Definição: O family office é um centro de administração e investimentos criado para atender às necessidades da família empresária em assuntos pessoais e patrimoniais. Ele é estruturado e supervisionado pelo conselho de família e costuma ser mais comum entre famílias grandes e com elevado patrimônio, cujos membros demandam apoio especializado em finanças pessoais, contabilidade, banco, investimentos e outras áreas.

Objetivo: Oferecer assessoria personalizada a cada membro da família em temas como:

  • Orientação de carreira;
  • Planejamento de investimentos pessoais;
  • Consultoria tributária;
  • Planejamento sucessório e patrimonial;
  • Outros assuntos de interesse individual dos familiares.

O family office atua como um centro de excelência para proteger, gerir e multiplicar o patrimônio familiar, além de fortalecer a profissionalização da administração dos bens privados e empresariais da família.

Composição do Family Office
O family office é uma estrutura bastante distinta da operação empresarial, ainda que alguns de seus integrantes também possam atuar no negócio. Ele é normalmente composto por gestores profissionais, responsáveis por monitorar investimentos, garantir a conformidade tributária, gerenciar seguros, planejar financeiramente os membros da família e administrar transações internas, como doações de ações e planos sucessórios.

Conclusão

Conduzir uma empresa familiar até a 5ª geração e além não é obra do acaso — é fruto de visão, estrutura e compromisso com o legado.
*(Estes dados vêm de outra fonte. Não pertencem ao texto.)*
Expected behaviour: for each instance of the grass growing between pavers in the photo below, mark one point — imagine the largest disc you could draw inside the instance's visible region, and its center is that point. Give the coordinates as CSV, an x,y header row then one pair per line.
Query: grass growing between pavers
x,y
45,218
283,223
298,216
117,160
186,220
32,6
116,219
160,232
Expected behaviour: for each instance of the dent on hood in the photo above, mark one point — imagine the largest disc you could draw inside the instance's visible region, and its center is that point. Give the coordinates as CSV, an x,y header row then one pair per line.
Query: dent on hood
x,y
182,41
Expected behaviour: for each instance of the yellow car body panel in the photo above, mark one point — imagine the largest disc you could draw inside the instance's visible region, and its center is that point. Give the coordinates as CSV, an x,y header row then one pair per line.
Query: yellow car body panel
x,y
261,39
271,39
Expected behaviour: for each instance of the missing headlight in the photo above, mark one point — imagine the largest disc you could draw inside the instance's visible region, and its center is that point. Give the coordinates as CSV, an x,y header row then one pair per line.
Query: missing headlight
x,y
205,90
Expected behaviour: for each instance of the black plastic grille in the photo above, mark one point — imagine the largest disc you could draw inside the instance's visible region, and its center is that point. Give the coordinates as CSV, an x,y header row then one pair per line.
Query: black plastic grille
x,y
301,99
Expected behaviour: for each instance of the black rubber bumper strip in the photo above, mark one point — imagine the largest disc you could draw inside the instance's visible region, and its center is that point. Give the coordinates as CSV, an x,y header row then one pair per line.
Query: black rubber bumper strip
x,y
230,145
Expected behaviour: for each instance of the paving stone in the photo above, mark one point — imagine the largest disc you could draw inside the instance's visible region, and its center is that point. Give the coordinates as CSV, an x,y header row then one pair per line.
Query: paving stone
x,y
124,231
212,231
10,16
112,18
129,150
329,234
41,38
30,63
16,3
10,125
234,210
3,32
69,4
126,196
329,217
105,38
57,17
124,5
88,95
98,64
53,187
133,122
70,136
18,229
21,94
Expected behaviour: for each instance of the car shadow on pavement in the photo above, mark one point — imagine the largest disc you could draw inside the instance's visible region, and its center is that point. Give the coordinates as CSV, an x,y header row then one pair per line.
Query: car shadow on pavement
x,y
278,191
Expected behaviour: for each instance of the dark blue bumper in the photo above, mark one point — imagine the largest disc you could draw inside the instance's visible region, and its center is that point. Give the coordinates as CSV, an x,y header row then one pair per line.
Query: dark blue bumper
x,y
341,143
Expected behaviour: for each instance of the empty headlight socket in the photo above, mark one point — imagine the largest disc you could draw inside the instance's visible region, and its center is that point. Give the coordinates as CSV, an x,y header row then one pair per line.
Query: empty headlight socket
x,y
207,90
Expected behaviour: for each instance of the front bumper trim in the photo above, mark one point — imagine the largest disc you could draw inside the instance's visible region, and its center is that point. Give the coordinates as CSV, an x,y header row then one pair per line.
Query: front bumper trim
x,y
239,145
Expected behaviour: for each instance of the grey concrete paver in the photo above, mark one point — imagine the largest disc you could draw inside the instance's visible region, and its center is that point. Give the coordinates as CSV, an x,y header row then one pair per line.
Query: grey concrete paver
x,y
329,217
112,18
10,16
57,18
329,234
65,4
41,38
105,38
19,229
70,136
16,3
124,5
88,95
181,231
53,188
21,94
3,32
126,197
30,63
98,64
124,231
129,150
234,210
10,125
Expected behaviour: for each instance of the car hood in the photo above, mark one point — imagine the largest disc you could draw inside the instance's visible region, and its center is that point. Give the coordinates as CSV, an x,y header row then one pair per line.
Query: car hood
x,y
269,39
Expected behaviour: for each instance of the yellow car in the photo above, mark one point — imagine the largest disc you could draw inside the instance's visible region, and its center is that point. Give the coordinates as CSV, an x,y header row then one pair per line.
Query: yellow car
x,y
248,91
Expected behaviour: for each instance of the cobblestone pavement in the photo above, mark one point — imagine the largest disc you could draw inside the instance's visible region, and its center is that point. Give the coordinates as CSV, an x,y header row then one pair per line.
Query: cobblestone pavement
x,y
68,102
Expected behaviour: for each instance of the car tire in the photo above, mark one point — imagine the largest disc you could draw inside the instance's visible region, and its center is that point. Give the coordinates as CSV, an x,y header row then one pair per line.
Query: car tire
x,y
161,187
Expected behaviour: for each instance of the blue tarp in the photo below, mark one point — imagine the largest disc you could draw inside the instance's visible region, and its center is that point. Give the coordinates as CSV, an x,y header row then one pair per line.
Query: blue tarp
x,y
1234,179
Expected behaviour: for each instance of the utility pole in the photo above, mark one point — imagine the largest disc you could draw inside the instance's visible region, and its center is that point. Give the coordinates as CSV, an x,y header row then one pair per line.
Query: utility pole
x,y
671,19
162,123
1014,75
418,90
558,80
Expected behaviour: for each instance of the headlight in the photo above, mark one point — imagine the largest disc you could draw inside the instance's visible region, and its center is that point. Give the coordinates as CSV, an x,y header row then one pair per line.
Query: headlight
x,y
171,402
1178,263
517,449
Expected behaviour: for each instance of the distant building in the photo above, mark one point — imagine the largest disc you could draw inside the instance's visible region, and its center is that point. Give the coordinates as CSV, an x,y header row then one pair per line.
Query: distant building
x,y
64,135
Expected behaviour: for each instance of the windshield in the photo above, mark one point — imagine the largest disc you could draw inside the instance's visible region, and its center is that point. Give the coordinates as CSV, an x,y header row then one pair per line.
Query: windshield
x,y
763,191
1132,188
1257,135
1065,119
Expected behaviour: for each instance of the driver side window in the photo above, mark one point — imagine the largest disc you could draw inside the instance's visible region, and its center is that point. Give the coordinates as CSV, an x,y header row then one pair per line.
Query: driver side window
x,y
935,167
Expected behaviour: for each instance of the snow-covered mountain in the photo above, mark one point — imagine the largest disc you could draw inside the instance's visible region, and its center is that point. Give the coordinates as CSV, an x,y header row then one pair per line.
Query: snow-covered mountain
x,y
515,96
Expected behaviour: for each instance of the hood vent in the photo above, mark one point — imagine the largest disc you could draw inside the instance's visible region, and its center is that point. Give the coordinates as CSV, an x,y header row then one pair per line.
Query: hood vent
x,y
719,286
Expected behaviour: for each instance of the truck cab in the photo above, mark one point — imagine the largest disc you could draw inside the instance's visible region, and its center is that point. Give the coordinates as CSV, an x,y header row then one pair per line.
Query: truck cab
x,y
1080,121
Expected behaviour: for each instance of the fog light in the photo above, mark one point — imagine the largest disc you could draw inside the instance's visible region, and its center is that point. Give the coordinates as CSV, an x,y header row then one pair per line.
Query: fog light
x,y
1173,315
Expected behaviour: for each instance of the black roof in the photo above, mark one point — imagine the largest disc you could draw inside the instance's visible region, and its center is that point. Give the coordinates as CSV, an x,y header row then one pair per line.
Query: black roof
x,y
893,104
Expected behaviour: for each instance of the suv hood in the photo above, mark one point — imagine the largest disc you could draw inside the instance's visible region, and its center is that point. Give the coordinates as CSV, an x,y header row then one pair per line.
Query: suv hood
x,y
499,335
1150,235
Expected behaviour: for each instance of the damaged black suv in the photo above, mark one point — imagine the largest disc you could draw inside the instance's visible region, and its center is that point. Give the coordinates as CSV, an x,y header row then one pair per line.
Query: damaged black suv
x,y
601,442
A governança familiar bem implementada não apenas protege o patrimônio construído, mas fortalece os laços entre os membros, alinha propósitos e sustenta o crescimento em um ambiente de respeito, transparência e profissionalismo. Cada geração que se prepara com consciência e estratégia abre caminho para que as próximas floresçam com mais autonomia e sabedoria. Investir hoje em governança é semear o futuro — um futuro duradouro, próspero e fiel à essência da família empresária.